Say What? - JHU Engineering Magazine

Think today’s computers are smart? Just look at what’s coming. Meet a multinational bullpen of computer scientists who are rapidly bridging the divide between humans and machines.

It all began with a plastic puppy named Radio Rex, a 2-inch bulldog with a battery in his bunk. Simply bark his name and out he would bound from his little wooden house. It was 1922.

“After Rex is in position,” read the instructions glued to the bottom of the toy, “either call sharply, REX, clap the hands, or blow a whistle of the proper pitch and Rex will respond by dashing forth, thus causing endless amusement to young and old.”
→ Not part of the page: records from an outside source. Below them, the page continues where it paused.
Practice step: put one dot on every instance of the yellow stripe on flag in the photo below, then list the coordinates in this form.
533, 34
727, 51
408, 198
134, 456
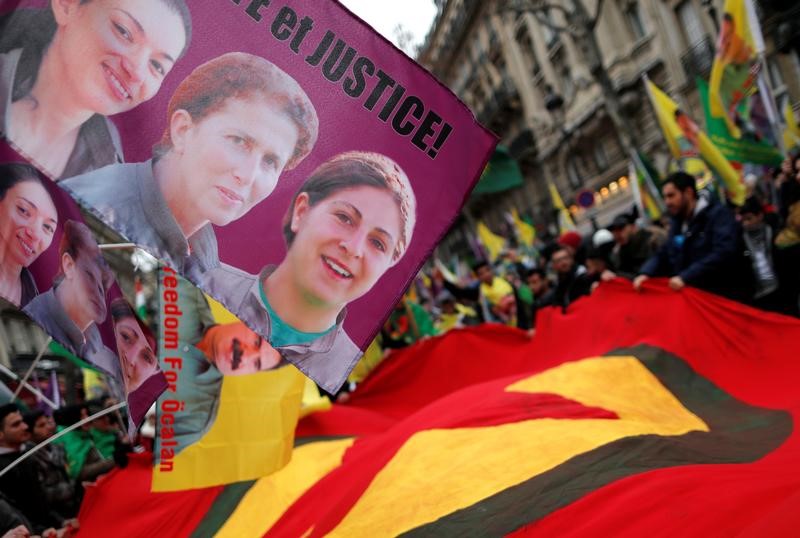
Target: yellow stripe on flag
494, 243
665, 112
735, 55
525, 232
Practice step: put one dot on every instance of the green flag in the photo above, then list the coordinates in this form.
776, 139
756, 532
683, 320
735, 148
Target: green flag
742, 150
501, 174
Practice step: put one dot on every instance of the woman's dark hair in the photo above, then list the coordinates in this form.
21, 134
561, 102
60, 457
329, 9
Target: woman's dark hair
356, 169
32, 30
120, 309
77, 240
13, 173
239, 75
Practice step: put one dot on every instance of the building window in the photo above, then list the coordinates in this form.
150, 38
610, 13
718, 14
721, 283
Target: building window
525, 43
600, 156
633, 14
573, 174
690, 23
550, 35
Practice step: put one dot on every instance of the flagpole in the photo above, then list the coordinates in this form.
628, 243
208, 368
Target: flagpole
637, 193
764, 83
30, 370
28, 386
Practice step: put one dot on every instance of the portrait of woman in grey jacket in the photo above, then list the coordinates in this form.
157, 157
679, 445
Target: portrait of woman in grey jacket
234, 125
65, 68
348, 224
28, 220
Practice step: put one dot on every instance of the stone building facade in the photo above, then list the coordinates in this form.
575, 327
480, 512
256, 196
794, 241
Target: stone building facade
508, 65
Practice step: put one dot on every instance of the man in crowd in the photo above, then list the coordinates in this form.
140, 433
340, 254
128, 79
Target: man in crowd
497, 295
776, 281
51, 465
703, 246
541, 290
572, 280
20, 486
633, 246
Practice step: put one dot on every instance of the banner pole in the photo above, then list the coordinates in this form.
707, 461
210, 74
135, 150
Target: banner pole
30, 370
28, 386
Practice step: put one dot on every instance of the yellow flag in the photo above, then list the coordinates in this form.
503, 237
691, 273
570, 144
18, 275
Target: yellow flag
686, 141
734, 74
494, 243
252, 432
791, 134
525, 232
565, 222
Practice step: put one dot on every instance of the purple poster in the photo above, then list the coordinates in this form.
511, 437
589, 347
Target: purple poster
281, 155
54, 270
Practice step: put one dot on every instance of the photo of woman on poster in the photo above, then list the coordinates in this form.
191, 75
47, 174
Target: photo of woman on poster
141, 373
28, 220
65, 68
71, 310
234, 125
349, 223
235, 349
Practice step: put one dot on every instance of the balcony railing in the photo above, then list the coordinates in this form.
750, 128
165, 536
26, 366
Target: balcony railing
698, 59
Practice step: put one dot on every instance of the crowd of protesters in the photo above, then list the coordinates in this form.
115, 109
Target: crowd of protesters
41, 495
749, 254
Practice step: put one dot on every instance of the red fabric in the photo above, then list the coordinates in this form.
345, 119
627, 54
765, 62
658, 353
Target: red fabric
750, 354
456, 381
120, 504
413, 377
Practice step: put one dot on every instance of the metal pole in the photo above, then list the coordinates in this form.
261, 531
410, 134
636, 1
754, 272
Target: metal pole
28, 386
117, 246
30, 370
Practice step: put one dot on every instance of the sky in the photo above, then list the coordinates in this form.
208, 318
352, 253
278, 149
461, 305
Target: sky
416, 17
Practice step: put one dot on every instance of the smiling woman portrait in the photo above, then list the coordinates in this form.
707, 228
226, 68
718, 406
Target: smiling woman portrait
63, 69
72, 309
234, 125
28, 220
347, 225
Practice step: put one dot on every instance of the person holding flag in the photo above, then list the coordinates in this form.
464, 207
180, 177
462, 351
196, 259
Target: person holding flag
703, 248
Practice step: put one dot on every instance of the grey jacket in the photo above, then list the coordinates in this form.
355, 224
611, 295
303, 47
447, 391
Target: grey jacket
127, 198
98, 142
47, 311
327, 360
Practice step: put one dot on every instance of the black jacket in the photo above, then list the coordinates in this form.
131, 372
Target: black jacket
707, 255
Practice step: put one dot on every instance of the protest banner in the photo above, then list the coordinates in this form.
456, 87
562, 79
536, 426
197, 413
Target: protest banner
632, 414
232, 404
281, 155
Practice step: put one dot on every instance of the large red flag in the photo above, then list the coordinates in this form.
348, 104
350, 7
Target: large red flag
632, 414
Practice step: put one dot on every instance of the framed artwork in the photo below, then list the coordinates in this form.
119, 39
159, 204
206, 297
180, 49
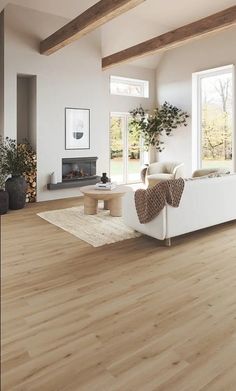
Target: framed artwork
77, 128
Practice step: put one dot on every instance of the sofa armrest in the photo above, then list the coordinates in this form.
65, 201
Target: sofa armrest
155, 228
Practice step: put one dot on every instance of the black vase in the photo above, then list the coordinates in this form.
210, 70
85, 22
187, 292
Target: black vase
104, 178
4, 202
16, 187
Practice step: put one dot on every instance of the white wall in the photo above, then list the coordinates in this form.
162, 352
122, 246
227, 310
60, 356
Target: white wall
174, 83
1, 72
71, 77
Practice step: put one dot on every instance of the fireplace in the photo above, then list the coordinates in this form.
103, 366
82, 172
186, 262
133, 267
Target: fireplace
79, 169
77, 172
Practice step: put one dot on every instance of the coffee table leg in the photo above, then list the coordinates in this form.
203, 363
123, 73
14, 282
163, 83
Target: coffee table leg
90, 206
115, 206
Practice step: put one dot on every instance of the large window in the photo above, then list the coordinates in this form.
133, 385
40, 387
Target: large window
213, 118
129, 87
126, 150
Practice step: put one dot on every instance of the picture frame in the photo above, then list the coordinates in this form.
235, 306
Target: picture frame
77, 128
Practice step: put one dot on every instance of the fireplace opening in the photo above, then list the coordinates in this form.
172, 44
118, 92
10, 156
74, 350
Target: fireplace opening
79, 169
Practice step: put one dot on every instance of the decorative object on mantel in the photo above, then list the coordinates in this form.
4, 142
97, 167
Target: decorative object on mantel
104, 178
53, 178
19, 161
98, 230
152, 125
77, 128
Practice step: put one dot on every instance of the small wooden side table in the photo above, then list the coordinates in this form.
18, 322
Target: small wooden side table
112, 199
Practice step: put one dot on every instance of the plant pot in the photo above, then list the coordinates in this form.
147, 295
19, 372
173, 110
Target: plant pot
4, 201
16, 187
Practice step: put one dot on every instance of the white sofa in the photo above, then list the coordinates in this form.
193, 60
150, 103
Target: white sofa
205, 202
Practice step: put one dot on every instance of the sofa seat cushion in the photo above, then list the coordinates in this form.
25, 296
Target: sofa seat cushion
156, 178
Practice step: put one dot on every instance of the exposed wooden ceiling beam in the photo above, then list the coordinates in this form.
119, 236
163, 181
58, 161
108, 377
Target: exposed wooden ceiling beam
177, 37
93, 17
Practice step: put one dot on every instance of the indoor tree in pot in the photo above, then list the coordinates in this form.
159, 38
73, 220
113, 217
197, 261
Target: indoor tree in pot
15, 162
152, 125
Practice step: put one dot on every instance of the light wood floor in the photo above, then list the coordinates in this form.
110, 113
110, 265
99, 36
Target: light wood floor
131, 316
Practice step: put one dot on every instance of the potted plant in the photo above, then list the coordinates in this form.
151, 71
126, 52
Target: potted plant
152, 125
15, 163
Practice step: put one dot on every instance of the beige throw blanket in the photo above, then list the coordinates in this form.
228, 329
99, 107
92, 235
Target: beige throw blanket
149, 203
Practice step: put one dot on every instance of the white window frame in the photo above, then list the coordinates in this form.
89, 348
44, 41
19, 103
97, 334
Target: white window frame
130, 81
197, 113
125, 116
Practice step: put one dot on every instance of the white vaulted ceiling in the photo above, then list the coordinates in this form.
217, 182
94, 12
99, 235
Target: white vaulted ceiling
149, 19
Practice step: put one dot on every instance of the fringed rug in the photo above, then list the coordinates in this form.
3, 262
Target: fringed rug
96, 230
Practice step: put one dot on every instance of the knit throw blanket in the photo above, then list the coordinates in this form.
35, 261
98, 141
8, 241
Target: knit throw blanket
149, 203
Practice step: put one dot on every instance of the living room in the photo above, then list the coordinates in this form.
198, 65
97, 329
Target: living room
94, 298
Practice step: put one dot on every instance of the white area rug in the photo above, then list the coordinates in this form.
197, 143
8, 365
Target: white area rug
96, 230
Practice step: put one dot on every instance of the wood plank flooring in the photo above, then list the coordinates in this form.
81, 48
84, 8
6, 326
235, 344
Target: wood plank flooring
131, 316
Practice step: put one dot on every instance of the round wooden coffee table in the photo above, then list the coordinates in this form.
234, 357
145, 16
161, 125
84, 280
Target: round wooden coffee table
112, 199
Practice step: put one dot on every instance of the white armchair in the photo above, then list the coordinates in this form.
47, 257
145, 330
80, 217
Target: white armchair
160, 171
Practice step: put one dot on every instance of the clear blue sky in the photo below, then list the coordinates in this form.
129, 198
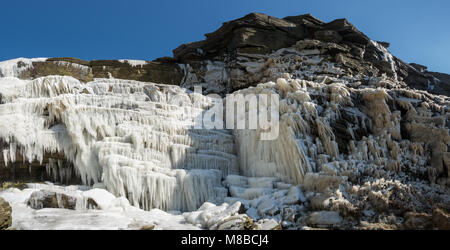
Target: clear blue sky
136, 29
Ninety and more years ago, this must have seemed like magic—a device controlled by voice alone. (Even the invention of the amazing Clapper—“Clap on! Clap off!”—was still 60 years away.) But there was science behind the secret: The acoustic energy of the short “eh” sound, as spoken by a typical adult male at 500 hertz, triggered a spring in Rex’s rear that launched him out of his doghouse.

A century later, we hold a thin little gizmo in our hand and ask it, “Siri, what pitcher won the fifth game of the 1983 World Series for the Orioles?” Or we station a jet-black cylinder on our countertop and command it: “Alexa, send Beyoncé’s Lemonade to my sister as a birthday gift. And, by the way, we’re out of toilet paper.” And the wise and soothing genie inside the gadget makes it so.
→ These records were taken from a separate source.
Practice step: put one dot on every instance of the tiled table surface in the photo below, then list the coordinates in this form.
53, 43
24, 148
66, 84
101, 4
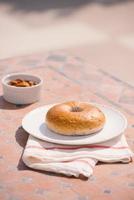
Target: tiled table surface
66, 77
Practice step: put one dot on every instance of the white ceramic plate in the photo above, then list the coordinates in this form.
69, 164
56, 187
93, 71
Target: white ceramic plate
34, 124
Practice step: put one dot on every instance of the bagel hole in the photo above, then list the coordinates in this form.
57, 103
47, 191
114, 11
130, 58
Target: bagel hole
76, 109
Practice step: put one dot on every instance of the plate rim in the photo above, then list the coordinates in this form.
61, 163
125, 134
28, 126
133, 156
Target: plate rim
79, 143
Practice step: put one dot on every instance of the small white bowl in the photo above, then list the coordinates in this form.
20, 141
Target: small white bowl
21, 95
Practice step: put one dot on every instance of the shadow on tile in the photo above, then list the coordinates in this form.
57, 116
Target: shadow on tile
4, 105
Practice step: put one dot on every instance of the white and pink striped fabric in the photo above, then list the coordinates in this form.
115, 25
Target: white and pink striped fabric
74, 160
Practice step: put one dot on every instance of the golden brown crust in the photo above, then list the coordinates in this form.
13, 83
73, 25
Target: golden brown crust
75, 118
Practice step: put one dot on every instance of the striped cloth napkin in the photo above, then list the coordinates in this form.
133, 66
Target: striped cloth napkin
74, 160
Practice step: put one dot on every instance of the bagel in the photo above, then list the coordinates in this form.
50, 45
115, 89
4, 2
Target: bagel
75, 118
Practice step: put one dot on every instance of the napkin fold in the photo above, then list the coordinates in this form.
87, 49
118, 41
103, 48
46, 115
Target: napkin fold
74, 160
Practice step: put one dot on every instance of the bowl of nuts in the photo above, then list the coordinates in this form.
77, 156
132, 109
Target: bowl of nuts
21, 88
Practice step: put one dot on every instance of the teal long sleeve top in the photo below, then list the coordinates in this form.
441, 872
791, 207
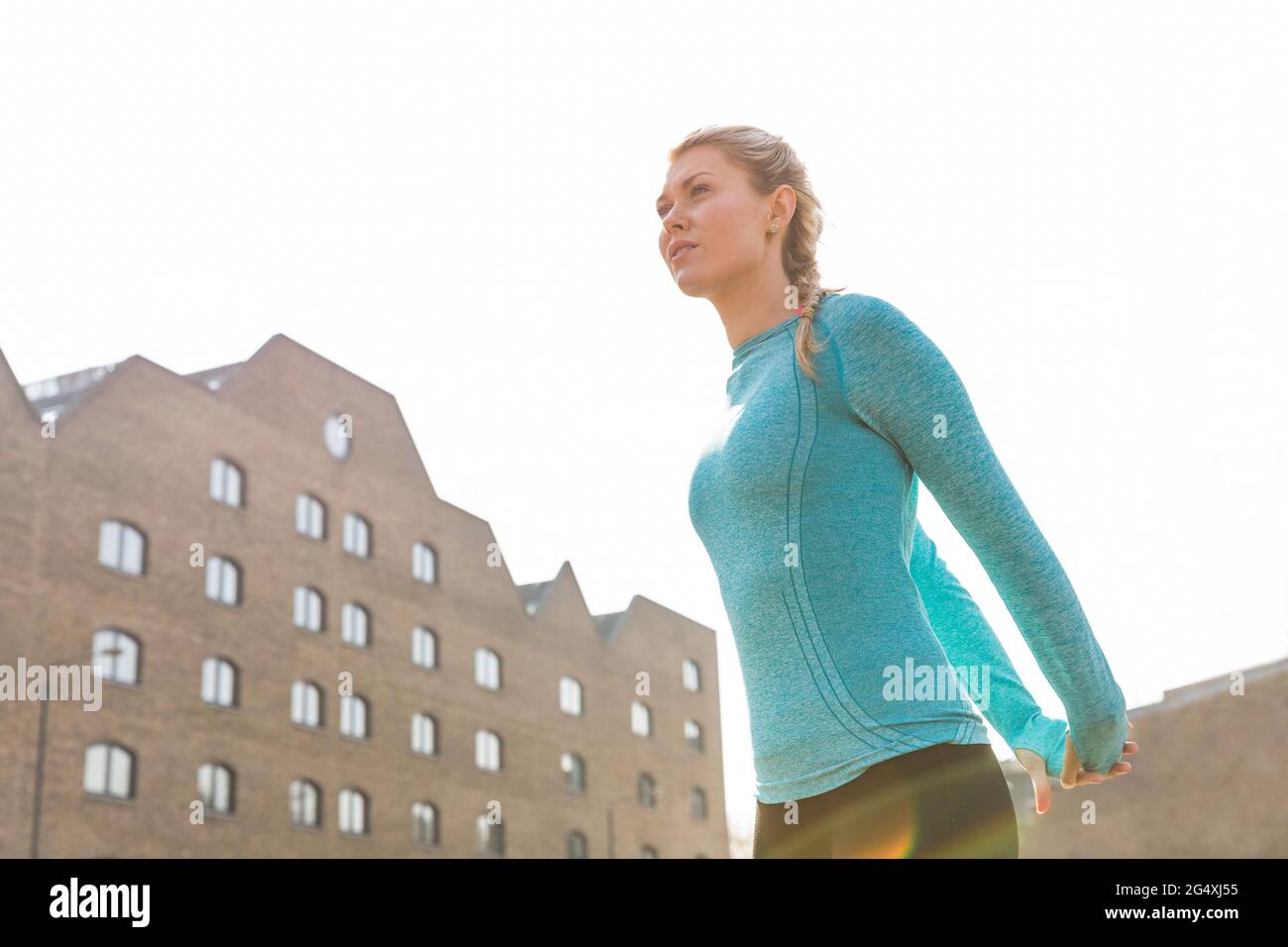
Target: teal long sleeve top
855, 641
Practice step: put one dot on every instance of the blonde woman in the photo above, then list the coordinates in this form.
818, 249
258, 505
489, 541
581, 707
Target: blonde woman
861, 652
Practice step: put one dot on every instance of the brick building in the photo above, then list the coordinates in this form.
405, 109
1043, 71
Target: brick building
1205, 785
305, 652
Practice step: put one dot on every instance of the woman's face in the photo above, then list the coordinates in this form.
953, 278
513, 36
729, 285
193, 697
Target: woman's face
708, 201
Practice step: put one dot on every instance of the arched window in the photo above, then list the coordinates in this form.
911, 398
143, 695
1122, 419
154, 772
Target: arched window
116, 655
353, 812
424, 823
121, 547
355, 620
110, 771
217, 788
575, 772
576, 844
487, 669
423, 564
424, 647
487, 751
424, 732
305, 703
570, 696
691, 677
308, 611
226, 482
309, 517
647, 789
219, 682
223, 579
305, 796
694, 735
697, 802
353, 716
640, 719
357, 535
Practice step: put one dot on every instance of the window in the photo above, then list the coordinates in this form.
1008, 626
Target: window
424, 823
110, 771
357, 535
309, 517
570, 696
338, 433
424, 647
575, 772
697, 802
353, 716
226, 482
223, 581
219, 682
487, 669
116, 655
121, 547
423, 735
305, 703
304, 802
647, 789
640, 722
423, 562
487, 751
490, 836
308, 608
353, 812
694, 735
355, 620
215, 787
692, 681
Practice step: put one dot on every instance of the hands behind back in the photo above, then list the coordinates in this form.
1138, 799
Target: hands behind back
1072, 775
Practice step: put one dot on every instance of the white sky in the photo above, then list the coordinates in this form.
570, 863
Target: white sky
1083, 206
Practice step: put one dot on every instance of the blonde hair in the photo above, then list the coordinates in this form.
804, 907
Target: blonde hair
771, 162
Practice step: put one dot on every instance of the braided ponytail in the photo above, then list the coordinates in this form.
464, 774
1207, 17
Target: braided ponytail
772, 162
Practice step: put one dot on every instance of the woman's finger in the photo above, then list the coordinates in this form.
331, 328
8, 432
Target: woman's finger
1069, 774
Such is the work—and the wonder—of speech recognition and machine learning in its infancy: multiplying our fallible memories, fulfilling our mercantile wishes, and putting us on hold for miracles yet to come.

Already, we ask our automobiles to dial our telephones and to announce, turn by turn, the highway home. Move 10 years into the future and even more extraordinary advances become possible, as we and our children may live our lives accompanied by what David Yarowsky, professor of computer science at the Whiting School of Engineering and a member of the Johns Hopkins Center for Language and Speech Processing, calls “a computer and sensors presence that sees what you see, hears what you hear, knows what you read, and records every single thing that you encounter from the moment of your birth and remembers it forever.”
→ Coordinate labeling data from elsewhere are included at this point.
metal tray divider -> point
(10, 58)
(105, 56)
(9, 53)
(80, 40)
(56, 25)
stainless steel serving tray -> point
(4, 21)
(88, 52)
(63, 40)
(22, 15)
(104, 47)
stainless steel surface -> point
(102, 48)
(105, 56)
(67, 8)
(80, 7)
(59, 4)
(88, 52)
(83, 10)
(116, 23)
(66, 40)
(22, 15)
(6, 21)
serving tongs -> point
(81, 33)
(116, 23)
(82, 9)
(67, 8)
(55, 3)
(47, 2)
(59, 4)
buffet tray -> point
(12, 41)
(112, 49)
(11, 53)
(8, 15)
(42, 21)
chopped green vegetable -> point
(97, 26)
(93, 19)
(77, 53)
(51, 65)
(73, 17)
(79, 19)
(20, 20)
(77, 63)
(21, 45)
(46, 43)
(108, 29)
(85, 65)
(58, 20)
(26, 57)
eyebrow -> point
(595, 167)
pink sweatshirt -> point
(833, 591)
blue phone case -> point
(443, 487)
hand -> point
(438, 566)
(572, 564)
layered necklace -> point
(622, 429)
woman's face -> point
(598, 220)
Picture yourself in a boat on a river and 20 years later being able to retrieve every detail of the day, every word, every sight, every splash.

“Ultimately,” says Yarowsky, “our computer assistants will be able to do more than our human assistants. I think we will become so dependent on the technology—sadly—that we won’t be able to function without them.

“We’ve already become so dependent on technology that I’ve stopped remembering phone numbers. I don’t know my own daughter’s number, and that’s scary.”

At the Johns Hopkins Center for Language and Speech Processing on the Homewood campus, a multinational bullpen of computer scientists is striving to enhance and perfect the voice-to-computer interface across a dazzling spectrum of tasks so that tomorrow’s devices will be able to discern when a combat veteran is depressed and suicidal; isolate and identify individual voices from the babel of a frenetic crime scene; retrieve every word ever spoken by or to anyone we ever encounter; and eliminate the pen, the mouse, the touchpad, and the keyboard forever, engineering a world of supercyber intelligences controlled by the spoken word alone.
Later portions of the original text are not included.